I think the Osama Obama sounding alike was a way to poke fun a the fact that during live coverage Fox News actually confused the two and announced that Obama bin laden had been shot.


is this a sentence?

Later on today, the first trailer for "Zero Dark Thirty," the film by "The Hurt Locker" helmer Kathryn Bigelow that focuses on the hunt for, and successful assassination of, Osama Bin Laden, and which stars Joel Edgerton, Jessica Chastain, Mark Strong, Chris Pratt, Kyle Chandler, Jason Clarke, Edgar Ramirez and Mark Duplass, among many others.



i hate this show. its has reaffirmed my belief that sorkin is a complete hack after he somewhat changed my mind with 'social network.' this show is shit. its defines cringe, self-awareness, and pomp. the more i think about it the worse it gets.


This show gets worse and worse with each passing week and just when you think its hit rock bottom, Sorkin finds a trap door and descends even lower.

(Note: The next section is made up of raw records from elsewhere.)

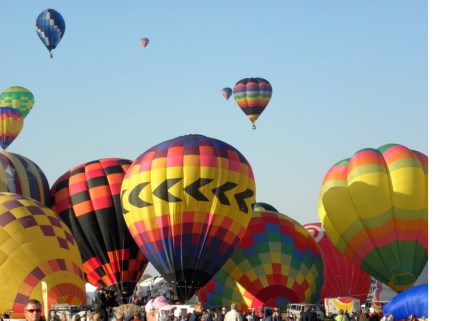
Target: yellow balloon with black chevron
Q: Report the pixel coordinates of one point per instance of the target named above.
(187, 203)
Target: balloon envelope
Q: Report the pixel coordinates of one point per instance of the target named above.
(19, 98)
(277, 262)
(343, 278)
(252, 95)
(50, 27)
(21, 175)
(187, 202)
(11, 124)
(87, 198)
(144, 42)
(412, 301)
(36, 246)
(374, 209)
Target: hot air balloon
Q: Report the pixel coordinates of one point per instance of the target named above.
(343, 278)
(412, 301)
(144, 42)
(252, 95)
(87, 198)
(19, 98)
(226, 92)
(36, 246)
(11, 124)
(187, 202)
(277, 262)
(50, 27)
(374, 209)
(21, 175)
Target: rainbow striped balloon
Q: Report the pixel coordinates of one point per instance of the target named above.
(252, 95)
(277, 262)
(374, 208)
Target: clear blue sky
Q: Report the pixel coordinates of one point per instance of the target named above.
(346, 75)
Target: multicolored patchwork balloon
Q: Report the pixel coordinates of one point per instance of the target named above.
(187, 202)
(21, 175)
(50, 27)
(343, 278)
(374, 208)
(19, 98)
(252, 95)
(36, 246)
(277, 262)
(11, 124)
(87, 198)
(227, 92)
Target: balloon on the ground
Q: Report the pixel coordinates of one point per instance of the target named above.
(19, 98)
(187, 202)
(36, 246)
(11, 124)
(50, 27)
(412, 301)
(374, 209)
(87, 198)
(252, 95)
(21, 175)
(144, 42)
(343, 278)
(277, 262)
(227, 92)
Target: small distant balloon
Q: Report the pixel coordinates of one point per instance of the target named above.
(226, 92)
(144, 42)
(50, 27)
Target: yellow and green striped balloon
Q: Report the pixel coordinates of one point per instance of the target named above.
(19, 98)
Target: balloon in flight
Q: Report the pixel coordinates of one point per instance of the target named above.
(36, 246)
(252, 95)
(21, 175)
(19, 98)
(374, 208)
(277, 262)
(187, 202)
(87, 198)
(227, 92)
(11, 124)
(50, 27)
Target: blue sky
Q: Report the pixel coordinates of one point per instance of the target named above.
(345, 76)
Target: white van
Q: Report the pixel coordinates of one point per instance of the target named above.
(296, 308)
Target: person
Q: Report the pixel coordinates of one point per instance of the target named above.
(196, 315)
(341, 316)
(233, 314)
(32, 310)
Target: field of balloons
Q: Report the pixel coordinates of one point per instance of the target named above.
(189, 206)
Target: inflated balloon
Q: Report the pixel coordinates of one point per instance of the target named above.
(187, 202)
(87, 198)
(277, 262)
(412, 301)
(50, 27)
(19, 98)
(11, 124)
(21, 175)
(343, 278)
(144, 42)
(227, 92)
(36, 246)
(252, 95)
(374, 208)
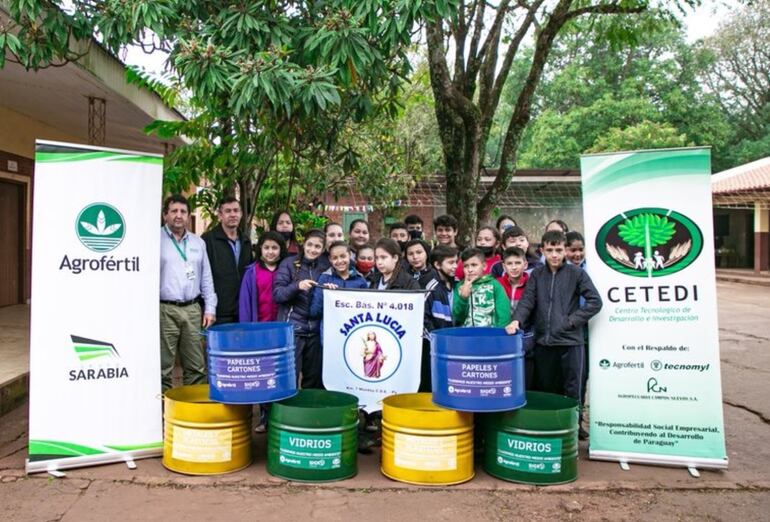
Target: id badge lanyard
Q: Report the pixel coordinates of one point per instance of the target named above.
(182, 253)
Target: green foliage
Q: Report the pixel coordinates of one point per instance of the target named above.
(278, 94)
(604, 92)
(646, 230)
(736, 67)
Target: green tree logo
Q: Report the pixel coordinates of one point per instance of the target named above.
(649, 242)
(647, 231)
(100, 227)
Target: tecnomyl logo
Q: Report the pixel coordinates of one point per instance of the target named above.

I don't know if I can make it through the rest of this season.


Semi-serious question: what's the process for choosing which shows to review? One would assume it's shows the Playlisters like (like "Girls" or "Veep" or "Breaking Bad"), but The Newsroom is regularly bashed each week, with even the positive reviews (like the last two weeks) pointing out that the previous episodes were poor. If you're not fans of The Newsroom, why review it and mostly bash it every week? Might as well start reviewing Real Housewives or something.